Yes, but it only knows the public key. Which is not a number in any way associated publicly with the identity of the owner...it's essentially a (discrete exponent of a) random number that identifies the coin.
This comment does seem fairly harsh for something advertised as "a toy." Why would you expect a toy to be state of the art? When I see that phrase, I think of something that is a personal learning experience, might have an interesting idea or two but is not expected to replace anything that already exists.
"Why would you expect a toy to be state of the art?"

http://www.8-bitcentral.com/images/nintendo/promo/virtualBoy...

Real 3d graphics, that's why!

I expect a toy example to be theoretically sound, but using shortcuts to get a practical realization.

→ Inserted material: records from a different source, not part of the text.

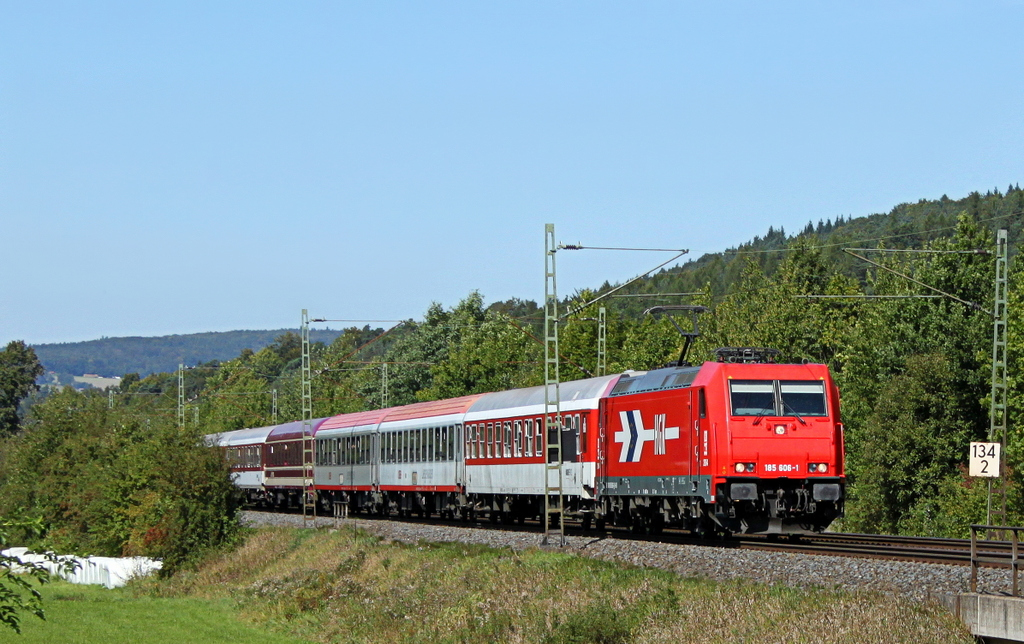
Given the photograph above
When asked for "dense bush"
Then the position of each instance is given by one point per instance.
(112, 482)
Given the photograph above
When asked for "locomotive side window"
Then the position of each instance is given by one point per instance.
(583, 436)
(577, 427)
(803, 397)
(753, 397)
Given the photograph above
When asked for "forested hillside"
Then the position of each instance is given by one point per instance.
(116, 356)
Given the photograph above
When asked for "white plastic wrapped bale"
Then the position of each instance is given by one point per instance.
(109, 571)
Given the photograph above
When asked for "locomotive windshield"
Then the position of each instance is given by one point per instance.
(753, 397)
(773, 397)
(803, 397)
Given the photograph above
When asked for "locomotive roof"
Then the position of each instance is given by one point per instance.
(572, 391)
(656, 380)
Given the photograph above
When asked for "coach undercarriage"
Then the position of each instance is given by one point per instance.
(740, 507)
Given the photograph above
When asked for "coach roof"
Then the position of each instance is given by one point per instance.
(572, 391)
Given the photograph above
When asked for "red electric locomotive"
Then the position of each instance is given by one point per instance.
(725, 446)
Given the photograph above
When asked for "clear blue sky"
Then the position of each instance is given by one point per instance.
(184, 167)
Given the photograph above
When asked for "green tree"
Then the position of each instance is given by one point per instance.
(18, 370)
(116, 482)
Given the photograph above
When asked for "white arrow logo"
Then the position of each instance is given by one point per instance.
(633, 435)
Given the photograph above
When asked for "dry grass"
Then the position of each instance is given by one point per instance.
(348, 587)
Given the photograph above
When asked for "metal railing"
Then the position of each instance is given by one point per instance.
(1011, 559)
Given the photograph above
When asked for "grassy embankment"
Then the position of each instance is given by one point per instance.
(348, 587)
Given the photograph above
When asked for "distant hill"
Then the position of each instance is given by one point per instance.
(906, 225)
(116, 356)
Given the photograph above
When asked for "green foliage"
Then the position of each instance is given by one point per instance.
(111, 482)
(18, 370)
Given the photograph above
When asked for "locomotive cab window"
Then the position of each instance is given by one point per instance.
(773, 397)
(803, 397)
(753, 397)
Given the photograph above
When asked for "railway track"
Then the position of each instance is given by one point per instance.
(895, 548)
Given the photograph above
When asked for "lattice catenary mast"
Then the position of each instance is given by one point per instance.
(554, 516)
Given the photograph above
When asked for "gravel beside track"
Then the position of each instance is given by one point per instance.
(916, 581)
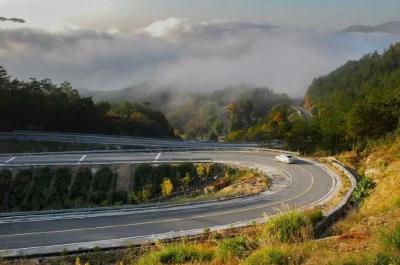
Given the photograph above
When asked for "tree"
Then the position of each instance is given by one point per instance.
(167, 187)
(185, 182)
(201, 171)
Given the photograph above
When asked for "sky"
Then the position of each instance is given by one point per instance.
(187, 44)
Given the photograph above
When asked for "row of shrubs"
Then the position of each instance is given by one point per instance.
(283, 241)
(46, 188)
(150, 181)
(63, 187)
(273, 246)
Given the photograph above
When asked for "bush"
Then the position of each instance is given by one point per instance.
(362, 190)
(391, 239)
(177, 254)
(231, 248)
(314, 216)
(288, 227)
(20, 188)
(103, 179)
(269, 256)
(5, 189)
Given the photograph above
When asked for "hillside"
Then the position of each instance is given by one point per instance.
(205, 114)
(392, 27)
(44, 106)
(358, 101)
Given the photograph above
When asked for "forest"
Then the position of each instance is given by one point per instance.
(357, 103)
(44, 106)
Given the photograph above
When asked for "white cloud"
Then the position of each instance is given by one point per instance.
(200, 56)
(166, 28)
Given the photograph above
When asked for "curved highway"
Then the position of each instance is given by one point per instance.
(309, 185)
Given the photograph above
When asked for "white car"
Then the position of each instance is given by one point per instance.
(288, 159)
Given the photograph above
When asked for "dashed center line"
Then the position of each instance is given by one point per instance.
(157, 157)
(9, 160)
(82, 158)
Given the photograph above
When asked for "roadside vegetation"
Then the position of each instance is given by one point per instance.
(77, 187)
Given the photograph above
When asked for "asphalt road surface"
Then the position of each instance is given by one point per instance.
(309, 184)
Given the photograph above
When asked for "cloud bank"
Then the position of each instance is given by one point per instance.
(185, 55)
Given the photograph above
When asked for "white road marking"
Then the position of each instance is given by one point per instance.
(9, 160)
(157, 157)
(82, 158)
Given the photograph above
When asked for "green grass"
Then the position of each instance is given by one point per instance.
(291, 226)
(269, 256)
(234, 248)
(391, 239)
(177, 254)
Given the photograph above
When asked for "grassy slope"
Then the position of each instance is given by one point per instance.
(357, 239)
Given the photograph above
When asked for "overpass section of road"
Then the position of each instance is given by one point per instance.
(305, 184)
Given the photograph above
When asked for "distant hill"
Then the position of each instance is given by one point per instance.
(392, 27)
(358, 101)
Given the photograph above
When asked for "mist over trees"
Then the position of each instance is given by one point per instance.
(44, 106)
(359, 101)
(204, 115)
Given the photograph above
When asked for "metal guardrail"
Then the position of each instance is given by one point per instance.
(102, 139)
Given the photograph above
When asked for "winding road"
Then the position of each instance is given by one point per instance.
(307, 184)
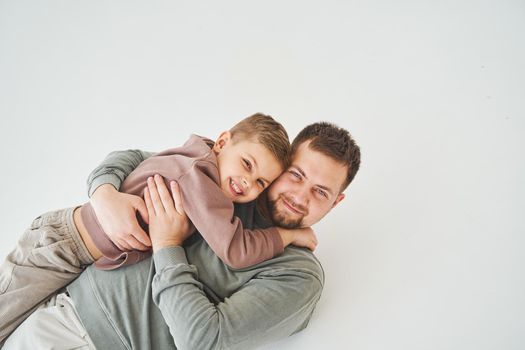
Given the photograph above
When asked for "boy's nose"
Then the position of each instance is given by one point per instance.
(245, 183)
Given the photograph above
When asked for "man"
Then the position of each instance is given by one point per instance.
(187, 298)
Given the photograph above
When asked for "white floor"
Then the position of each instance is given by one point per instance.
(426, 251)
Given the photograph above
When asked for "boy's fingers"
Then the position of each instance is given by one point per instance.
(140, 205)
(154, 194)
(177, 198)
(164, 194)
(147, 200)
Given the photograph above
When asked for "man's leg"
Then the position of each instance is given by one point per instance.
(53, 325)
(49, 255)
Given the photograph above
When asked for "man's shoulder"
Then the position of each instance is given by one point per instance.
(298, 261)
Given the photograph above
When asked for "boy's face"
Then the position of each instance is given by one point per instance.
(246, 168)
(307, 190)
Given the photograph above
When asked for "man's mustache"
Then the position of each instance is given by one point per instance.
(294, 204)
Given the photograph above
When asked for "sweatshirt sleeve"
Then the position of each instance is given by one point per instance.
(115, 168)
(212, 214)
(272, 306)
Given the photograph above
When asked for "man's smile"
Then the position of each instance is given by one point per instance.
(291, 207)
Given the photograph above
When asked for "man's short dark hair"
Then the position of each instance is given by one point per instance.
(334, 142)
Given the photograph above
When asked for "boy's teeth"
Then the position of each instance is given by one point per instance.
(236, 189)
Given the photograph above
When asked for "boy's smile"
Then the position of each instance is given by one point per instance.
(246, 167)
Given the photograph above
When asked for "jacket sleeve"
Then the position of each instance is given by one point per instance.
(115, 168)
(212, 214)
(273, 305)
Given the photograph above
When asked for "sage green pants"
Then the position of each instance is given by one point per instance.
(49, 255)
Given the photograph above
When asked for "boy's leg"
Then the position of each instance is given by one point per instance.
(54, 324)
(49, 255)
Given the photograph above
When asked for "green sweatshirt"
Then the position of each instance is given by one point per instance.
(187, 298)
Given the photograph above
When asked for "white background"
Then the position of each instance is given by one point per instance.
(425, 252)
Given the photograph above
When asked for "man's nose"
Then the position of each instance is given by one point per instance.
(245, 183)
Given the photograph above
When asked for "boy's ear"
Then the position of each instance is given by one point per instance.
(223, 140)
(339, 198)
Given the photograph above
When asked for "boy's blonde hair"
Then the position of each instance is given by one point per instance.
(265, 130)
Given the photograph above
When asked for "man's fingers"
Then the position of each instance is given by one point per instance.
(154, 194)
(135, 244)
(123, 245)
(164, 194)
(139, 235)
(177, 198)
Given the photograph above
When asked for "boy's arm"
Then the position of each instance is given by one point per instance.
(116, 212)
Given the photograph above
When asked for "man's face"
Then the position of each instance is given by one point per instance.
(307, 190)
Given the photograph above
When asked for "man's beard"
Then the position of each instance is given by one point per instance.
(280, 219)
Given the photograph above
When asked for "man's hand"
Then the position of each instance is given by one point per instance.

For all the fancy cryptography this uses, I don't see how it provides any more security properties than a central actor having a databases of balances and requiring a cryptographic signature (like RSA, ECDSA etc) to authorize transactions. I don't see an extension path either.

Since the zero-knowledge proof is interactive, I am unsure how the central tracker could even be audited not to spoof transactions.

Read the readme again. The interactive ZKP does not reveal classified information about the actual transaction to the tracker, which is required to authorize it.

In theory, yes, a tracker could be malicious. It could even simply delete its record of all the coins and then refuse all transactions. Or change every coin so it cannot be spent. Actually the one thing it couldn't do is spoof transactions, because it doesn't know the secret key of a single coin it tracks. So it would have to make up a new coin, which would be easily detectable by other trackers because there must be a public consensus on how new coins are created (i.e., their public keys must be prime). So you would, once again, have to compromise every single tracker to spoof a transaction. Then you are right that there is no way to audit, but then you have bigger problems anyway (like people stealing money from exchanges) even before you get there.

Which brings me to the /real/ problem with my implementation, the coins are not worth nearly as much as bitcoin or zerocoin yet :P.

Alice has a secret key. She wants to prove this to Tom the tracker. He issues her a number of challenges until he is convinced she has the key.

Suspicious Simon now wonders if Alice actually had they key. Maybe she didn't and Tom gave her easy challenges? How can Simon be sure Alice has the key?